À M. Albert Fournel,

Président de section au Tribunal

civil de la Seine.


Mon cher Ami,

Vous souvenez-vous de certaine conversation que nous eûmes ensemble, au mois de juillet 1898, dans le train de Robinson à Paris ?

Nous revenions de la Vallée-aux-Loups, où nous avions fêté, sous la présidence de Sully Prudhomme, le cinquantième anniversaire de la mort de Chateaubriand, et, tout en causant du rôle de « jeune premier » que le grand écrivain s’efforça de jouer toute sa vie, vous me demandâtes, à un moment donné, si je ne m’occuperais pas quelque jour de ses relations avec la muse des Enchantements de Prudence.

Je vous avouai que je n’y avais jamais songé et que, pour le quart d’heure, cette muse m’était assez indifférente. Mais je m’empressai d’ajouter que, si vous ou un autre pouviez me documenter sur elle, je serais heureux de mettre le nez dans ses petites affaires, étant avant tout l’ami des documents.

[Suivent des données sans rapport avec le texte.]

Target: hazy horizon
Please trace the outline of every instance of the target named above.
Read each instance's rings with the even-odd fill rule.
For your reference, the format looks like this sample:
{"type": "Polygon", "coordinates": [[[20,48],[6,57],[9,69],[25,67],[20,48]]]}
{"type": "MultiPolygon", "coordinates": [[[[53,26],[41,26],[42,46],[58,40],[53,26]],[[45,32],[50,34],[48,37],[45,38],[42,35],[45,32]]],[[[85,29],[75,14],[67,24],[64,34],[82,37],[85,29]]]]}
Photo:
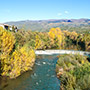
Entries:
{"type": "Polygon", "coordinates": [[[90,18],[90,0],[2,0],[0,23],[90,18]]]}

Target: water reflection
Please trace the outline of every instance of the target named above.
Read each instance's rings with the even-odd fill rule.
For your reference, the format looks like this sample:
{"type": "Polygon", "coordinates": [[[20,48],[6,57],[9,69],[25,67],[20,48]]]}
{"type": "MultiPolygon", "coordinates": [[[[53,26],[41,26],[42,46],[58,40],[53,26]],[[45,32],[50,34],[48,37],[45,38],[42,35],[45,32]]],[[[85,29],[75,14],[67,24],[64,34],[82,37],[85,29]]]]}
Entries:
{"type": "Polygon", "coordinates": [[[60,82],[56,77],[56,55],[37,56],[33,71],[23,73],[16,79],[2,79],[0,90],[59,90],[60,82]]]}

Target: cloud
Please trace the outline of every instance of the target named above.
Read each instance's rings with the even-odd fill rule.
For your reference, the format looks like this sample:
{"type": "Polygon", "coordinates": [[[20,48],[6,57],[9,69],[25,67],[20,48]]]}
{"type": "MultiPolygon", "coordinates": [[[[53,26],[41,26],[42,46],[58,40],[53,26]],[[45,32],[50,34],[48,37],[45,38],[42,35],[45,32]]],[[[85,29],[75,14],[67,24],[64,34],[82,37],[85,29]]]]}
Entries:
{"type": "Polygon", "coordinates": [[[58,16],[62,16],[62,13],[58,13],[58,16]]]}
{"type": "Polygon", "coordinates": [[[68,14],[69,12],[68,12],[68,11],[65,11],[64,13],[65,13],[65,14],[68,14]]]}

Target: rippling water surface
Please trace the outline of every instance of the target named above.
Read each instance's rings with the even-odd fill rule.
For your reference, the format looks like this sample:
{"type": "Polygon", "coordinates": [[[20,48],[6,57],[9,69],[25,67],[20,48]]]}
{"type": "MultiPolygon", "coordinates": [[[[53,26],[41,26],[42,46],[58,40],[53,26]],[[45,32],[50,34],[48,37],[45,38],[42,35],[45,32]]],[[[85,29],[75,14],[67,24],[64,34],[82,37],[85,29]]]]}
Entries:
{"type": "Polygon", "coordinates": [[[0,90],[60,90],[56,77],[57,55],[39,55],[33,71],[23,73],[17,79],[0,80],[0,90]]]}

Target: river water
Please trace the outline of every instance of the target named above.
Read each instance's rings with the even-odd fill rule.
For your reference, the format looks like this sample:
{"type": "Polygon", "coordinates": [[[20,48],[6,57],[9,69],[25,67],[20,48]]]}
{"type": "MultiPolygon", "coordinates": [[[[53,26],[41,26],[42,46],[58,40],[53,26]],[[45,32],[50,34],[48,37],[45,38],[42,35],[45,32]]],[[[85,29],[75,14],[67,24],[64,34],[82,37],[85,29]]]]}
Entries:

Depuis lors, huit ans s’étaient écoulés sans que l’occasion désirée se fût offerte, quand, au mois de janvier dernier, en ouvrant mon dossier sur Chateaubriand, j’y trouvai une lettre de vous où il était question de Mme de Méritens. Elle me rappela notre conversation d’antan et que, cette année, tombait le cinquantenaire de la mort de Béranger, qui fut l’ami dévoué et désintéressé d’Hortense. Et ce fut le point de départ de ce livre.

La vie littéraire, comme l’autre, est pleine de retours en arrière, de rencontres et d’impromptus. Rien ne se perd de ce qui est entré une bonne fois dans l’oreille d’un curieux. Il suffit qu’un événement quelconque ramène l’attention publique sur un mort illustre, pour que tout ce qu’on a appris sur lui de bric et de broc vous revienne à la mémoire et soit aussitôt mis en œuvre.

Les gens de lettres qui font de l’histoire ne doivent pas mépriser l’actualité, car, outre qu’elle prolonge et renouvelle la vie, elle augmente le nombre de leurs lecteurs. Médise qui voudra de l’habitude que nous avons prise de célébrer périodiquement et de loin en loin la naissance ou la mort de ceux qui ont marqué dans l’art ou la littérature, — moi, je la bénis : je lui dois, en effet, d’avoir écrit mes ouvrages sur Sainte-Beuve et Alfred de Musset, et c’est grâce encore au cinquantenaire de Béranger, comme je le disais tout à l’heure, que je me suis occupé des relations de Chateaubriand avec Hortense Allart de Méritens.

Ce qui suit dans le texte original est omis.